19
- Przepraszam, tak się tylko mówi, ale proszę nie bądź smutny - podkicałem do tortu jak króliczek i zacząłem go jeść mrucząc ze śmiechu oraz z tego jaki on był dobry. Wiedziałem, że i go to śmieszy.
- A ty hyung co? Nie kicasz? - zapytałem go cicho. - Wilki też czasem kicają - powiedziałem z uśmiechem. W sumie takie mieliśmy relacje. Ja byłem głupim królikiem, a on wilkiem i chyba zaczynam lubić wilki. Usłyszałem jak wybucha śmiechem.
- Nie wiem czego cię uczyli w szkole, ale wilki nie kicają króliczku - przytulił mnie od tyłu i położył głowę na moim ramieniu całując mnie w szyję. - A wiesz co innego lubią robić? Pożerać takie zagubione króliczki - polizał moje ucho, mrucząc w nie. - Ale spokojnie, innym razem - odkleił się ode mnie jakby nigdy nic.
- Hyung... jestem z ciebie dumny - powiedziałem cicho i odwróciłem się w jego stronę po czym go przytulilem. Przez cały dzień nic mi nie zrobił. Kilka razy chciał i przestraszył mnie tym, ale ustalmy jednak, że ja boję się wszystkiego. Wtuliłem się w niego.
- Dlaczego jesteś ze mnie dumny?
- Bo byłeś grzeczny - zachichotałem - nic nie zrobiłeś no... z rana, ale to się nie liczy. Cały czas się pilnowałeś. Dziękuję - powiedziałem dalej go tuląc. Kiedy się odkleiłem on podał mi mój na nowo wypełniony winem kieliszek.
- To co? Za najcudowniejszego króliczka pod słońcem? - uniósł swój kieliszek do góry.
- I za wilczka, który kica - zaśmiałem się cicho i słodko.

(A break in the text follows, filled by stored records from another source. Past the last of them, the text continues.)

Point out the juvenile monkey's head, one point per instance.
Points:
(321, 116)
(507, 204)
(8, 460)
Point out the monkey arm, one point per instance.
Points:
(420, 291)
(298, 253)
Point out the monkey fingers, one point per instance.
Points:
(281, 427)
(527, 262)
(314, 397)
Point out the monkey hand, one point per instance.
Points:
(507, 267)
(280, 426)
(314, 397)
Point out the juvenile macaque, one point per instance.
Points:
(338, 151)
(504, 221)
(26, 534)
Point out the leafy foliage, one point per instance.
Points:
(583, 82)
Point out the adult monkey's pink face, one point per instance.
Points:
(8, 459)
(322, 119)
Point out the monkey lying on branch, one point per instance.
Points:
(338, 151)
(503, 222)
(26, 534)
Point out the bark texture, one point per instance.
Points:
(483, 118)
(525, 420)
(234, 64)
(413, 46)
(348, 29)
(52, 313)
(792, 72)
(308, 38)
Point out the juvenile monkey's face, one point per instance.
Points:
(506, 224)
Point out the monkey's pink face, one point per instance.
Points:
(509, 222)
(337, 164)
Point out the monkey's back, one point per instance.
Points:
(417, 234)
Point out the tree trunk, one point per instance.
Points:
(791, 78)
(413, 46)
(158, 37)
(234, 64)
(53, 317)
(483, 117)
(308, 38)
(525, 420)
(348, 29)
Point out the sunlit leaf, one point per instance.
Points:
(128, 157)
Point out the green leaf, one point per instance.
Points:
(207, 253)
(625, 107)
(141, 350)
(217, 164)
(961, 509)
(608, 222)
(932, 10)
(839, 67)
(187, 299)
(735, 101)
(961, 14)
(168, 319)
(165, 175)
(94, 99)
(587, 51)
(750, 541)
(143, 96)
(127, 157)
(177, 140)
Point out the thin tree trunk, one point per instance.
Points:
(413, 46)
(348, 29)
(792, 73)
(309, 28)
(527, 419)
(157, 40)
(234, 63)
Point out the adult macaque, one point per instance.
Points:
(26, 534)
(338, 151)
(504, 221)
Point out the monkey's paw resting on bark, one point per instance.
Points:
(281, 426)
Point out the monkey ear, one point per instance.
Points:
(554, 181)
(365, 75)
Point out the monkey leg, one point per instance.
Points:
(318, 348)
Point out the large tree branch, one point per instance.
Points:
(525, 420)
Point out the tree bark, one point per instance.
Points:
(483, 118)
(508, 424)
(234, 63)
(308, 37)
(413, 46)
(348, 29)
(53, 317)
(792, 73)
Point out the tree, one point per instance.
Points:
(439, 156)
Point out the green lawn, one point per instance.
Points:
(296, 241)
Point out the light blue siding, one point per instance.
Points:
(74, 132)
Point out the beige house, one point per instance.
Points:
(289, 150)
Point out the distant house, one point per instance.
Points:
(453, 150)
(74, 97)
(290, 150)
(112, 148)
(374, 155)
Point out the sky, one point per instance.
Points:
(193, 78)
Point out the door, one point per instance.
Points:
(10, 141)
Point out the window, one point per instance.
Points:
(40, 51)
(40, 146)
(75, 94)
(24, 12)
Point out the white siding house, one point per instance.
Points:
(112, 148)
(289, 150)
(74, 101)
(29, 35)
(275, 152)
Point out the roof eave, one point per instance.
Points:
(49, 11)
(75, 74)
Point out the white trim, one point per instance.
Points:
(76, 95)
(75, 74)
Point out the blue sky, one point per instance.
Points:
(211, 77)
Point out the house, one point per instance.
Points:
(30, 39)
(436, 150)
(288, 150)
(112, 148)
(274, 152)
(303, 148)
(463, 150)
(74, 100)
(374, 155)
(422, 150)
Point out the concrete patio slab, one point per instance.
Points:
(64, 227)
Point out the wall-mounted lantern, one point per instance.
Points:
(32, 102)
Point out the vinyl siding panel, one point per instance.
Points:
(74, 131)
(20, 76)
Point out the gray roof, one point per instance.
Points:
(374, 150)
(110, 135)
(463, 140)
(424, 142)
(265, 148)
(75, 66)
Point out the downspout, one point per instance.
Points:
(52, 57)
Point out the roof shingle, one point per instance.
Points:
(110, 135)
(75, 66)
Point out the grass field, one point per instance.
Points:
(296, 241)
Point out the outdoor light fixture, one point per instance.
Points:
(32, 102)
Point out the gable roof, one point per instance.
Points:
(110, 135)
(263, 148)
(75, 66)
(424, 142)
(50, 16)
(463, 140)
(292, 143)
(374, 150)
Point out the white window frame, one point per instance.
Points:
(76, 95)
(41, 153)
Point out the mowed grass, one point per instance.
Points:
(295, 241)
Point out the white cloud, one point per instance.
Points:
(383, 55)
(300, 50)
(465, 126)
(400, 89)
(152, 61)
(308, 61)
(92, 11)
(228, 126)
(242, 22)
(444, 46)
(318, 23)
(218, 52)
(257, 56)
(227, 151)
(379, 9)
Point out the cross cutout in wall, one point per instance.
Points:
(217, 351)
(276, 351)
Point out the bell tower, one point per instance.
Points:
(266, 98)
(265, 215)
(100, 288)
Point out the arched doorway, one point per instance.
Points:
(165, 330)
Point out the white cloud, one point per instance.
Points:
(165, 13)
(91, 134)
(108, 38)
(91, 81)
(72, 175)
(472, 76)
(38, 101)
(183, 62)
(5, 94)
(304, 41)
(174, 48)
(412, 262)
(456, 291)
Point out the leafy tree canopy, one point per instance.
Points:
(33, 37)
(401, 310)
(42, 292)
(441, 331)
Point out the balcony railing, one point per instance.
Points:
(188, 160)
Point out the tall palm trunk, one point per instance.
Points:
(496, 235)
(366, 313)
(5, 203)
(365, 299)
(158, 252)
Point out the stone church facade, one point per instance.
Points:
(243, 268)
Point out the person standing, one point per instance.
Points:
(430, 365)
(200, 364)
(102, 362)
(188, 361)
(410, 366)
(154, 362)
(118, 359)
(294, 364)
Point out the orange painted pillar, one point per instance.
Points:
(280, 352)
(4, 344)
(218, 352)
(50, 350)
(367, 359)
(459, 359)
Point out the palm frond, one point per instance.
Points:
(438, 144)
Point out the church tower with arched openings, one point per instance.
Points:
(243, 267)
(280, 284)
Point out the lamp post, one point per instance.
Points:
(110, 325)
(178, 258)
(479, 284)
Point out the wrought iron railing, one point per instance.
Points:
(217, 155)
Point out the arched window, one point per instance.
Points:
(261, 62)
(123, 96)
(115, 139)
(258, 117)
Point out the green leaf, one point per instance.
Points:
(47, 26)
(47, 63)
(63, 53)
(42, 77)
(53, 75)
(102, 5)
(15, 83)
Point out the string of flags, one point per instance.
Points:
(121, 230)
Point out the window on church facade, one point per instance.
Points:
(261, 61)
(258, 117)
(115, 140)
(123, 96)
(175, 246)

- Tak, za wliczka, który kica - napiłem się. Gorzkie, ale dobre. Znowu wypiłem cały kieliszek. Dla mnie zdecydowanie tyle wystarczy alkoholu na dziś.
- Tylko wiesz... nie spoufalaj się za bardzo jutro, dobrze? - popatrzyłem na niego stojąc już obok.
- Spoufalać? Z kim? - zdezorientowany patrzyłem wyczekująco na wytłumaczenie.
- No wiesz... ze służbą się raczej nie zaprzyjaźniaj jakoś, bo jeszcze ich wykorzystasz przeciwko mnie - powiedział śmiejąc się, ale zapewne było w tym trochę prawdy. Słuchałem tego co mówi. Łatwo potrafię się zakolegować, ale jakoś.... nawet nie wiem jakbym miał ich wykorzystać. - Okej to teraz cię porwę - podniósł mnie i położył na kanapie wsysając się w moją szyję w kilku miejscach.
- Króliczku pasują ci takie malinki, może chcesz jeszcze gdzieś, hm? - popatrzyłem na niego wystraszony i pokiwałem przecząco głową.
-No dobrze, ale ładne są - uśmiechnął się i położył na mnie przytulając mnie przy okazji. Wsłuchałem się w rytmiczne bicie jego serca, kiedy nagle wstał i powoli zgarnął na palce trochę tortu jedząc go następnie.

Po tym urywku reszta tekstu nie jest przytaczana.